Antarctica's potential to yield mineral, coal and hydrocarbon resources such as those found in rocks of formerly contiguous continents has been the subject of much speculation in the past. Although the presence of exploitable mineral and hydrocarbon deposits is very probable, their location is largely unknown. In any case, exploitation is prohibited, at least for the near future,by a moratorium (to protect the environment) and by the severity of environmental conditions.

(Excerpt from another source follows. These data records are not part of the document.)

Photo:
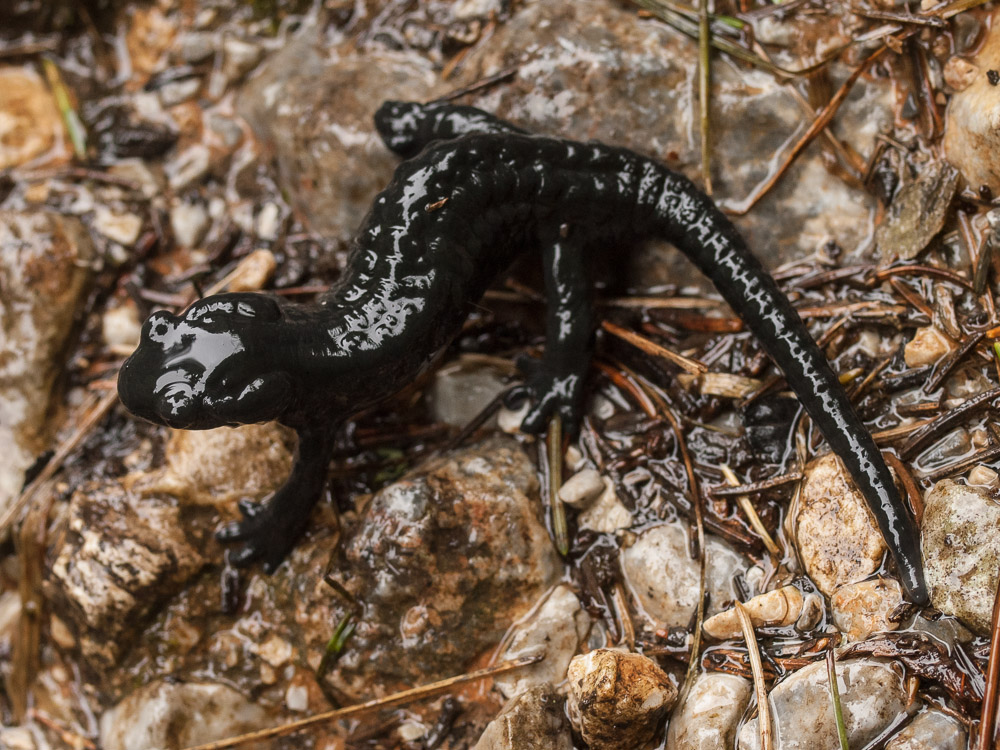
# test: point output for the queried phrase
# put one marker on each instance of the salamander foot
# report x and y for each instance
(266, 535)
(552, 391)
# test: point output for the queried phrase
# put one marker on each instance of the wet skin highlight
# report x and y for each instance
(474, 193)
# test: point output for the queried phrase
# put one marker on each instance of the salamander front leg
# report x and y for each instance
(555, 383)
(269, 530)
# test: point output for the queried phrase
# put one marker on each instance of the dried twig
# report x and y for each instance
(818, 125)
(932, 431)
(753, 651)
(93, 414)
(987, 722)
(651, 347)
(838, 712)
(396, 699)
(751, 513)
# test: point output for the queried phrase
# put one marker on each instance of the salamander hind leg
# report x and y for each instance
(270, 530)
(554, 384)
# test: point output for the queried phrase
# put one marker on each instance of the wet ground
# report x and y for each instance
(152, 154)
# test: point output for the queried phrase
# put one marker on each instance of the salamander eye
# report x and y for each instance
(158, 327)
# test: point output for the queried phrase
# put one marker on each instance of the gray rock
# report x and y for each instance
(931, 730)
(171, 716)
(189, 222)
(960, 546)
(971, 137)
(616, 699)
(708, 718)
(535, 718)
(626, 81)
(872, 695)
(316, 112)
(860, 609)
(462, 389)
(208, 467)
(115, 561)
(45, 276)
(664, 578)
(189, 167)
(445, 560)
(556, 628)
(583, 488)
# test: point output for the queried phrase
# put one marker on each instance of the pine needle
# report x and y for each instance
(838, 712)
(760, 688)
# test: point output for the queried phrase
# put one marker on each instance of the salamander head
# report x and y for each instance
(204, 369)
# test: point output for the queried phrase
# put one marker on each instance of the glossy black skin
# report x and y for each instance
(476, 193)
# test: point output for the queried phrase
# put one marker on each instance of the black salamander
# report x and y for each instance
(474, 193)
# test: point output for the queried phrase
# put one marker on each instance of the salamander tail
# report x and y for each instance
(702, 232)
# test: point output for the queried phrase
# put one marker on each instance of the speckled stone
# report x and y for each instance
(707, 720)
(872, 695)
(960, 546)
(838, 539)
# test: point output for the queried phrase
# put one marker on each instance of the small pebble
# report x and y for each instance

The dynamics of the atmosphere and oceans in the Southern Hemisphere are driven by temperatures in Antarctica, which redistribute the polar cold to lower latitudes, and replace it with warmth. A small increase in temperatures at high latitudes may be amplified by ice-albedo feedback mechanisms, with significant repercussions on the global climate system. The subsidence of cold polar air and Coriolis deflection produce an intense, clockwise polar vortex in winter, which is accompanied by high-pressure systems at the South Pole and the circumpolar flow of strong westerly winds. This vortex play an important role in the destruction of stratospheric ozone; when it disappears in the spring, there is an enhanced influx of warm, moist air masses from higher latitudes bearing persistent pollutants.

Almost all precipitation in the continent falls as snow, and East Antarctica is the largest cold desert in the world because most areas receive less than 250 mm (water equivalent) per year of snow. Although characterised by large inter-annual variability, atmospheric precipitation is much higher (up to 800 mm water equivalent) in coastal areas of West Antarctica. Under the present climatic conditions, the accumulation of snow and ice on the continent seems to roughly compensate iceberg calving and basal melting of ice shelves. Furthermore, satellite monitoring of sea-ice extent and variability in the Southern Ocean during the last 25 years has revealed no general trends. However, these conditions of relative equilibrium are expected to be significantly affected by global warming. The most recent trends in records and projections of models on global climate change indicate that the climate of Antarctica will become wetter and warmer in the 21st century.

The potential contribution of Antarctic ice sheets to the increase in global sea levels has caused general concern and interest in how the Antarctic climate may respond to increasing concentrations in greenhouse gases and other emissions produced by human activity. While some zones, such as the west coast of the Antarctic Peninsula, are already showing one of the largest warming trends in the world, East Antarctica is one of the few regions in the Southern Hemisphere experiencing a quite cold phase. Antarctic ice sheets, even those of West Antarctica (which were the most dynamic Antarctic ice sheets in the recent geological past and are grounded below sea level), are expected to scarcely contribute to global sea-level changes in the 21st century.

Although connections between the Antarctic climate, ENSO events and global atmospheric processes are only beginning to be investigated, it is now widely acknowledged that the enhanced accumulation of snow in Antarctica will contribute to a positive mass balance of Antarctic ice sheets, with a negative contribution to sea-level rise in the near future. In the longer term, the warming of waters in the Southern Hemisphere and changes to circulation will probably trigger processes which could last for millennia, long after greenhouse gas emissions have stabilised. These processes will cause basal melting of ice shelves and progressive, irreversible impacts on ice sheets, especially those of West Antarctica. The possible consequences of these long-term changes in global climate and sea levels are such that research on the Antarctic climate and its teleconnections with climate and environmental changes in the Southern Hemisphere and the rest of the world is a major priority for the 21st century.